On the solar rotation time scale the field pattern, and thus also the mean magnetic field, varies due to solar rotation, flux emergence and disappearance (submerging, uprooting, annihilation), and field-line redistribution (due to velocity fields, like meridional circulation and turbulent diffusion). Describing the observed pattern in SOI full-disk magnetograms in terms of a harmonic expansion and performing the type of disk integration that is done by GOLF, we can expand the GOLF signal in terms of the SOI harmonic coefficients, with a relative weight attached to each coefficient. We will examine the time series of these weights to search for any possible pattern in the behavior, e.g.if there are periodicities in the waxing and waning of a given modal contribution, or if there are correlations between different modal contributions. The first stage of the analysis will be exploratory in nature. To understand and properly interpret the new patterns and relations that may be uncovered in the GOLF data the analysis will be accompanied by examinations of the corresponding SOI full-disk magnetograms.

2. Resource Requirements
The present proposal concerns only the use of archived SOI data, processed according to Level-1 (calibrated). No resources from the SOI project or Science Support Center at Stanford are requested, other than to be provided convenient access to the archived set of SOI full-disk magnetograms as soon as these magnetograms become available in archive form (Level-1). The data analysis will be carried out at my home institute.

References

Babcock, H.W.: 1961, Astrophys.J.133, 572.

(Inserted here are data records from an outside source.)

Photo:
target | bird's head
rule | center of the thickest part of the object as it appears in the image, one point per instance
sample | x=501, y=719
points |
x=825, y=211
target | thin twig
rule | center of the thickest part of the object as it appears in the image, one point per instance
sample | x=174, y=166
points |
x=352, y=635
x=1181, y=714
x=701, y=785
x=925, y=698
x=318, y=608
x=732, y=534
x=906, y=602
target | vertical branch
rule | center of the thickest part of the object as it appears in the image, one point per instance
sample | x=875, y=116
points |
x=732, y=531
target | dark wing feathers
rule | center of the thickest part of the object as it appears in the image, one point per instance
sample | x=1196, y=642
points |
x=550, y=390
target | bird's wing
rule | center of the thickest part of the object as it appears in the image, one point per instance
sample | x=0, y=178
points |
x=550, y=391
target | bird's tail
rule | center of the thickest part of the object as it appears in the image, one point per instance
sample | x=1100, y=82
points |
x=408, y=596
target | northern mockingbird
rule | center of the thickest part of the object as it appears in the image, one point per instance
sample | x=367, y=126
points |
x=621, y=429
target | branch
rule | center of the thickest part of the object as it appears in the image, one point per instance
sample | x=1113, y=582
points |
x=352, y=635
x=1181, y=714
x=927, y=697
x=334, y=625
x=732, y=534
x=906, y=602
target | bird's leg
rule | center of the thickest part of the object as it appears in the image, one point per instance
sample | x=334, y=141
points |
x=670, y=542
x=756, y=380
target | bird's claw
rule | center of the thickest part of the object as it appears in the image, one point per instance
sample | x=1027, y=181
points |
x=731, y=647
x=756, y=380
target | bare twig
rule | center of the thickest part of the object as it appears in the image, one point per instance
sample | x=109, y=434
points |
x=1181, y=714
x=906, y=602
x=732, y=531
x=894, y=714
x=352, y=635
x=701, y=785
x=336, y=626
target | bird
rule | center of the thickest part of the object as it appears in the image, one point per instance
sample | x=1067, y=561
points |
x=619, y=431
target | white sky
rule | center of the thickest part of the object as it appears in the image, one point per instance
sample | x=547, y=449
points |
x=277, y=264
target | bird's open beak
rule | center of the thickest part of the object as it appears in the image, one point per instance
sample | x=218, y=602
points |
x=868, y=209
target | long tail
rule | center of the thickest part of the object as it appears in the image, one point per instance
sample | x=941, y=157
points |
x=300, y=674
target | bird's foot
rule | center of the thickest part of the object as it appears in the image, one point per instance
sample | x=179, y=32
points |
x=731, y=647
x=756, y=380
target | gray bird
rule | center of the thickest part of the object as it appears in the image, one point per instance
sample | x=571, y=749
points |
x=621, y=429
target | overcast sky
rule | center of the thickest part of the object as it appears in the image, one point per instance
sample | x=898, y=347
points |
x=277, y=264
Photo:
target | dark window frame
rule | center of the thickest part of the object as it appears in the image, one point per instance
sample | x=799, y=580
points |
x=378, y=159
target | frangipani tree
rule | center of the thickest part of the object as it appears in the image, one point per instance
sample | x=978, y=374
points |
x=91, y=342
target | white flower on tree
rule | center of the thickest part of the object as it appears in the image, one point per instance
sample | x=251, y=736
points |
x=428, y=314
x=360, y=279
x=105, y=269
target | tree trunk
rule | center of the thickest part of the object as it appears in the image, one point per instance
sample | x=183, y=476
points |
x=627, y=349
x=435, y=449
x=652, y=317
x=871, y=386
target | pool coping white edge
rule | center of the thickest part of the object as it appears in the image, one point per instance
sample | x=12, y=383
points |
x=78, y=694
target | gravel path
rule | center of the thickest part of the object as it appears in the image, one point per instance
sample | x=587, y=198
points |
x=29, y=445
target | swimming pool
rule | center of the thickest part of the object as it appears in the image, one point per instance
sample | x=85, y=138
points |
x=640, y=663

Hoyng, P.: 1990, in J.O. Stenflo (ed.), Solar Photosphere: Structure, Convection and Magnetic Fields, IAU Symp. 138, 359.

Hoyng, P., Schmitt, D., Teuben, L.J.W.: 1994, Astron. Astrophys.289, 265.

Leighton, R.B.: 1964, Astrophys.J.140, 1547.

Sheeley, N.R.Jr., Nash, A.G., Wang, Y.-M.: 1987, Astrophys. J.319, 481.

Snodgrass, H.B.: 1983, Astrophys.J.270, 288.

Stenflo, J.O.: 1988, Astrophys.Space Sci.144, 321.

Stenflo, J.O.: 1989, Astron.Astrophys.210, 403.

Stenflo, J.O.: 1990, Astron.Astrophys.233, 220.

Stenflo, J.O.: 1992, in K.L. Harvey (ed.), The Solar Cycle, ASP Conf.Ser.27, 83.

Stenflo, J.O.: 1994, in R.J. Rutten, C.J. Schrijver (eds.), Solar Surface Magnetism, NATO Advanced Res.Workshop, Kluwer, pp. 365-377.

Stenflo, J.O., Güdel, M.: 1988, Astron.Astrophys. 191, 137.

Stenflo, J.O., Vogel, M.: 1986, Nature 319, 285.

Wang, Y.-M., Sheeley, N.R.Jr.: 1994, Astrophys.J. 430, 399.